The reason is the pragmatic need to find more school space for Negro students. Despite the intensive efforts of white colleges and universities to increase their registration of blacks, less than one-fourth of 1970's qualified Negro high school graduates are attending college. By 1980, the commission believes, the number of blacks enrolled in college will rise from 492,000 to 1,100,000--and major integrated institutions will obviously not be able to take all of them. Although the Negro schools should not exclude whites--most of them, in fact, do have at least a few enrolled now--they will remain, in the commission's view, an "invaluable resource" for accommodating the pent-up black demand for higher education.

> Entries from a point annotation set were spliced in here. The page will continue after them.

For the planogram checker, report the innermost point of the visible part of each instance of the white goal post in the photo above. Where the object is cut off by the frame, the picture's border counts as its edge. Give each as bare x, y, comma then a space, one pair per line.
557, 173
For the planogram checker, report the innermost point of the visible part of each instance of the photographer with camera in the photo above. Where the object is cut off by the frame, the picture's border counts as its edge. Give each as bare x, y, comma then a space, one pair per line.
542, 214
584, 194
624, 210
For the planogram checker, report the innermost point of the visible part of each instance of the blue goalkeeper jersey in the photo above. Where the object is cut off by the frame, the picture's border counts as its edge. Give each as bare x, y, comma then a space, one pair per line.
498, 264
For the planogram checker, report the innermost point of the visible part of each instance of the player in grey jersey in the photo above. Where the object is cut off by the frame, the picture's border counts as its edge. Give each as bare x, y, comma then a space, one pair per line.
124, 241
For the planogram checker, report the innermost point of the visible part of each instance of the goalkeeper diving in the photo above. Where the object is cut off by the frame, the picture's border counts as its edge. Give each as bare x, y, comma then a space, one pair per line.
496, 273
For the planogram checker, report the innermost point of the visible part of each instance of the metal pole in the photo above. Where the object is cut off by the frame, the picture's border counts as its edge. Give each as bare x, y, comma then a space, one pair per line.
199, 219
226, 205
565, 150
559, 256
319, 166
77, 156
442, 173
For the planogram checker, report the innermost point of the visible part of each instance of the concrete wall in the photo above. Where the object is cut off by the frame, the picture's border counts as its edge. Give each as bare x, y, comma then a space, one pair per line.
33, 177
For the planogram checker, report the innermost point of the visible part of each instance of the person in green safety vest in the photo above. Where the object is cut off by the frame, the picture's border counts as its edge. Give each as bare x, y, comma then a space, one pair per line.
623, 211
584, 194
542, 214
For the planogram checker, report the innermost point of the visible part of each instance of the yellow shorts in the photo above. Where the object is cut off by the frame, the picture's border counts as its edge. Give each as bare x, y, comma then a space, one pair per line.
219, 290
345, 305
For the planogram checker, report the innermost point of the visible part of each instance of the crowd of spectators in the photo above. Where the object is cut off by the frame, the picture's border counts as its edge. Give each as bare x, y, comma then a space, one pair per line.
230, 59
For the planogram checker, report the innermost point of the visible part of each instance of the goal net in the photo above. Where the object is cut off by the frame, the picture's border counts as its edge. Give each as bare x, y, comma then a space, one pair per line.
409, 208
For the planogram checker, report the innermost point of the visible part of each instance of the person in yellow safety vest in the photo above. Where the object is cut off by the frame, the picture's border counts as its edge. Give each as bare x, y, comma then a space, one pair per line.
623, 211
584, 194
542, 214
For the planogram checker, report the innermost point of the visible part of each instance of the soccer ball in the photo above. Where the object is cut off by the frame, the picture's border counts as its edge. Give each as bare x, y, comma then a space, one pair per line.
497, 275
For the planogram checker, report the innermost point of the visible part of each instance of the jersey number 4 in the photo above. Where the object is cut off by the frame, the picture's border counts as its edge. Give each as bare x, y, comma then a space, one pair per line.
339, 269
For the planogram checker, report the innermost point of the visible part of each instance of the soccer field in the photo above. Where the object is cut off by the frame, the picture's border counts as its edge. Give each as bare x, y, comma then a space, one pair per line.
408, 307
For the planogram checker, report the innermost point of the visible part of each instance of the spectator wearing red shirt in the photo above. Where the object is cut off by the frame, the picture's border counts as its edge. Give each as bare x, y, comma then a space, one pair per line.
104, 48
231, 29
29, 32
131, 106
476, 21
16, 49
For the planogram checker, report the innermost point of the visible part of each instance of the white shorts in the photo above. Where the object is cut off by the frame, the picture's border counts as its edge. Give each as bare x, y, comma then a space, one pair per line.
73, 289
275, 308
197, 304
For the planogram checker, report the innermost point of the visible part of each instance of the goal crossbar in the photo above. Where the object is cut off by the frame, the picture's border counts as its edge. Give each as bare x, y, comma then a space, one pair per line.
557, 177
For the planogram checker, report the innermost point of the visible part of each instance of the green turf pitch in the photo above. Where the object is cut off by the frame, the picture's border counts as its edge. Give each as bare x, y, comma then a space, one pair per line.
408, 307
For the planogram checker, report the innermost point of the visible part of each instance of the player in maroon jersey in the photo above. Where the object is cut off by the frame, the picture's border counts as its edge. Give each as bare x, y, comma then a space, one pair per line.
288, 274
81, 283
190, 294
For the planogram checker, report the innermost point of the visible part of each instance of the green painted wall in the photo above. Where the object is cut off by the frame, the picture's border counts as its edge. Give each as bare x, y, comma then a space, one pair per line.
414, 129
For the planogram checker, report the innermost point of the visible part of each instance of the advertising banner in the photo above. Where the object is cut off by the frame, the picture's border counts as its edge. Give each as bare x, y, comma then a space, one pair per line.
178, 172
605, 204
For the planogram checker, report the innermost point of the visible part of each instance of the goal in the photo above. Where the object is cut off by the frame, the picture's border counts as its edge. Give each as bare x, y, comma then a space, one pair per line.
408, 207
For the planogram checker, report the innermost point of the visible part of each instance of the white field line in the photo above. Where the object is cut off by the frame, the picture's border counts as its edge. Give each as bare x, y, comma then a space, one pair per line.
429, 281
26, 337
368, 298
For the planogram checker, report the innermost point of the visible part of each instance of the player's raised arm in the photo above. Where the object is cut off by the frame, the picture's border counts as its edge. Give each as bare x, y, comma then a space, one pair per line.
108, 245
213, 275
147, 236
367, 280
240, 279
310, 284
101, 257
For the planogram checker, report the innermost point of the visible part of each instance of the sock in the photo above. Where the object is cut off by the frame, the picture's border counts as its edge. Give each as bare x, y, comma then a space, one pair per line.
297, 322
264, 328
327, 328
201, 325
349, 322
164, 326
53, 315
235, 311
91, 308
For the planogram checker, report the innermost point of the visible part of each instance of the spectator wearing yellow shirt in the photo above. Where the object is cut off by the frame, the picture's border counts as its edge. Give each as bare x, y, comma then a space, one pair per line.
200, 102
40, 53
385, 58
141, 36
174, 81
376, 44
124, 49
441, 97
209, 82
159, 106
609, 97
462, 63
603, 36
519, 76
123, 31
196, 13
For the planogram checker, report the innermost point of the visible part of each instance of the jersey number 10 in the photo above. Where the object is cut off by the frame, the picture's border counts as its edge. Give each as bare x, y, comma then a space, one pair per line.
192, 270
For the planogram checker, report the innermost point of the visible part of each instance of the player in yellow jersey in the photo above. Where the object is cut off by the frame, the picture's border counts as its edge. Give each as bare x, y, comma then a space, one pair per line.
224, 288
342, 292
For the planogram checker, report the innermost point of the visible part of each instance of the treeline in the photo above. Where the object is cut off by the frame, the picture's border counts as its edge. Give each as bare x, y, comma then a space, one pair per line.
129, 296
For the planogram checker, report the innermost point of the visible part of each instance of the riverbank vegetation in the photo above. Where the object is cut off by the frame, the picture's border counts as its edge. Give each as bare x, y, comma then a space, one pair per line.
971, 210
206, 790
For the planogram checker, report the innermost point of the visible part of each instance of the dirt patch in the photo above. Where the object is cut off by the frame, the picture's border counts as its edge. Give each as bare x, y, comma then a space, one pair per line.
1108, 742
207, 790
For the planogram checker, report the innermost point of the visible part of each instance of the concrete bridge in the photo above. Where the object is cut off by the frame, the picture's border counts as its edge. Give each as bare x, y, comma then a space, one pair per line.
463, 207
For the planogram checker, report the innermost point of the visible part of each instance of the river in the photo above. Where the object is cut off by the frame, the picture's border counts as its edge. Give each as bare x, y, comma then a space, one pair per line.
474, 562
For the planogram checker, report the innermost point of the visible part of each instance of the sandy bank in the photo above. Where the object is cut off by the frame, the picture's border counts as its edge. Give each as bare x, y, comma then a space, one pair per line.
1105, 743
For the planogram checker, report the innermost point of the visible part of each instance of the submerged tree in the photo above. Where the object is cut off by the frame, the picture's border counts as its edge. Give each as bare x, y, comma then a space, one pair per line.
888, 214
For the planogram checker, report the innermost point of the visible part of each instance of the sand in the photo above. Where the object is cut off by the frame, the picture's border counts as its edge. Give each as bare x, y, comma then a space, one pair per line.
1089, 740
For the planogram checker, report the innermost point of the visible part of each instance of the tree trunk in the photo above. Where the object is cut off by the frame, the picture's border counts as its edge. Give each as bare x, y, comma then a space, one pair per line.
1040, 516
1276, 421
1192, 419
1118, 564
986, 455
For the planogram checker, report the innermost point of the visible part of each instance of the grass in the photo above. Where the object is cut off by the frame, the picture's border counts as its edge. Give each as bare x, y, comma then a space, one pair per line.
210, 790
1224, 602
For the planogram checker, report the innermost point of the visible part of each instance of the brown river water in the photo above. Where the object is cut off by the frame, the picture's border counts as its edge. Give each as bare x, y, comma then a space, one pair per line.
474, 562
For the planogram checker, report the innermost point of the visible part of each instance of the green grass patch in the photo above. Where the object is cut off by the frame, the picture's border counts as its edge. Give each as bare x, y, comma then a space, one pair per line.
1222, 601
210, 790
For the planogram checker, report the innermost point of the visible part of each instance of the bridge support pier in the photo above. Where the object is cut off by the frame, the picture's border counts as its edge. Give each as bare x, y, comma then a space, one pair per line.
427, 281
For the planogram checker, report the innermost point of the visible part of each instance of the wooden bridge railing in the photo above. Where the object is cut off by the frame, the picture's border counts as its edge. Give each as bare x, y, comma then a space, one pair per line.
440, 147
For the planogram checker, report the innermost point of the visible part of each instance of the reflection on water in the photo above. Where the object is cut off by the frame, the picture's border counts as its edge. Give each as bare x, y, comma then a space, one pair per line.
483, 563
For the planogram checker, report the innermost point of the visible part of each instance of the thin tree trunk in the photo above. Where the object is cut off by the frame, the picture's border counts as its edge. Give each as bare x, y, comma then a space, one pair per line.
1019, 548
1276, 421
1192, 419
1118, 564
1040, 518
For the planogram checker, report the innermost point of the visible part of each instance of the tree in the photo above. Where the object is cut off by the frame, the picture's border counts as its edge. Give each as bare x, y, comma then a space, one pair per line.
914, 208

The commission also pointed out that the black colleges will have to improve notably in quality. Most of them are separate but unequal: only two schools have Ph.D. programs (Atlanta and Howard universities) and many are little more than teachers' colleges. The commission urged the black colleges to approach both the competition and the standards of "mainstream" schools by expanding the best of their black studies programs and adding courses leading to careers in business, accounting, computers and engineering. "Perhaps ten or twelve" of the smaller colleges, the commission said, should consider relocating or merging with larger institutions. To ease the shortage of black scholars, the Carnegie panel proposed that white colleges should loan faculty members on a part-time basis.
The basic need of the black colleges--as, indeed, of all schools--is more money. The commission recommended a tripling of federal aid, to $360 million per year. But the schools also require a lot more help from the private sector. Last year the Nixon Administration responded to the pleas of black-college presidents by increasing federal aid to Negro schools by $30 million, much of it on a matching-grant basis. So far, most of the colleges have been unable to raise the additional capital from private donations, and thus have had to let their federal funds go by the board.